Soldiers assigned to the 62 Brigade of the Pakistan Army pause beneath the Trango Towers at the terminus of the Baltoro Glacier. “It’s difficult terrain,” one says. “But we must defend every inch of our motherland.”

Maj. Abdul Bilal of the Pakistan Army’s Special Service Group huddled with his team beneath a rock outcropping deep in the Karakoram Range. It was April 30, 1989, and a late afternoon snow squall gathered around the 11 men as they labored to breathe the thin air more than four miles above sea level. At first glance they might have appeared to be mountaineers, except for the white camouflage jackets they wore and the automatic weapons slung over their shoulders. 

In fact, mountaineers would have been jealous of this vantage point, which offered a panorama of some of the world’s most colossal mountains. The hulk of K2, the second highest point on Earth, loomed just over the horizon, 50 miles to the northwest. But the majority of the icy peaks remained unclimbed and nameless, identified on maps only by numbers that corresponded to their elevations.

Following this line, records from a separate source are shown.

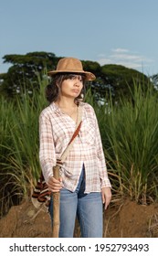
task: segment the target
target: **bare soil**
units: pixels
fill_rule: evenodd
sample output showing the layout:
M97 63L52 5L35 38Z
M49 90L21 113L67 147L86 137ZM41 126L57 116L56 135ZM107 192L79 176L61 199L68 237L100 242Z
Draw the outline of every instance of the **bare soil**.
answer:
M74 237L79 237L76 224ZM1 238L48 238L51 224L48 213L37 211L30 199L10 208L0 219ZM158 237L158 204L138 205L129 199L111 203L104 213L104 237Z

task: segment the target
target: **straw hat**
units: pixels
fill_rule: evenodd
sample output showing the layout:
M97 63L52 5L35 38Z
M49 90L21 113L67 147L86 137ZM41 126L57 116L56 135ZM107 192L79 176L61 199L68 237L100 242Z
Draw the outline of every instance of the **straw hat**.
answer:
M56 70L48 72L49 76L58 73L81 73L86 75L87 80L93 80L96 79L91 72L84 71L82 63L79 59L75 58L63 58L58 60Z

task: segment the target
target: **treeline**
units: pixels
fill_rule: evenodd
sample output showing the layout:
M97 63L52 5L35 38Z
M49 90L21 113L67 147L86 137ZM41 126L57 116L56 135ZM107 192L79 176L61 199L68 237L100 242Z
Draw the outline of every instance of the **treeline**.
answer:
M24 87L27 91L39 90L37 75L43 79L47 72L55 69L58 59L50 52L30 52L25 55L11 54L4 56L4 63L11 64L6 73L0 74L0 93L6 98L14 99L23 93ZM82 60L83 69L93 72L97 80L90 82L92 93L97 101L109 99L114 101L121 97L130 97L129 87L133 90L133 80L154 87L154 80L144 74L121 65L110 64L100 66L96 61Z

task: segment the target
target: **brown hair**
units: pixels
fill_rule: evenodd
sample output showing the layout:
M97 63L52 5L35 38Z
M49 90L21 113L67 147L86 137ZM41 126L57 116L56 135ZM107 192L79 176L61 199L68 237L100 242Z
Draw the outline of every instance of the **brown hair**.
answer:
M80 94L75 99L76 101L82 100L82 93L85 88L86 76L82 73L59 73L52 77L51 82L46 87L46 98L49 103L57 101L60 93L61 84L63 80L72 79L74 75L79 75L82 78L83 89L80 91Z

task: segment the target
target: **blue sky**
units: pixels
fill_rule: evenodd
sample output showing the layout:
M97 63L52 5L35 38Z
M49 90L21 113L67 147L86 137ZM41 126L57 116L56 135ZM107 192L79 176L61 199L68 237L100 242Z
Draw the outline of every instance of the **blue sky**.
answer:
M53 52L158 73L157 0L0 0L6 54Z

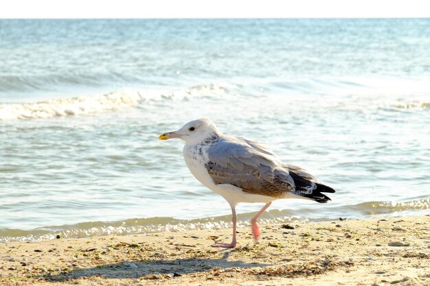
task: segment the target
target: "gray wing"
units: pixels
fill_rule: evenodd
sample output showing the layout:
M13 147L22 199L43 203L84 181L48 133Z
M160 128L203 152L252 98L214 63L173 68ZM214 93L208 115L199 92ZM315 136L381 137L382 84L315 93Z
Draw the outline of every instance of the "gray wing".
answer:
M207 157L205 167L215 184L230 184L246 193L275 198L296 191L291 170L262 144L242 138L221 137L208 148ZM308 175L298 167L297 171ZM306 187L316 187L307 178L303 179Z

Climbing to their position on this peak, labeled 22,158, would’ve required ascending an avalanche-riddled face of rock and ice. Four men had died trying. Instead, Bilal’s team had been ferried by helicopter. One by one, the men dangled from ropes as the helicopters struggled to stay aloft in the thin, subfreezing atmosphere. Deposited some 1,500 feet below the summit, the team spent a week fixing ropes and reconnoitering the terrain above to prepare for this decisive moment.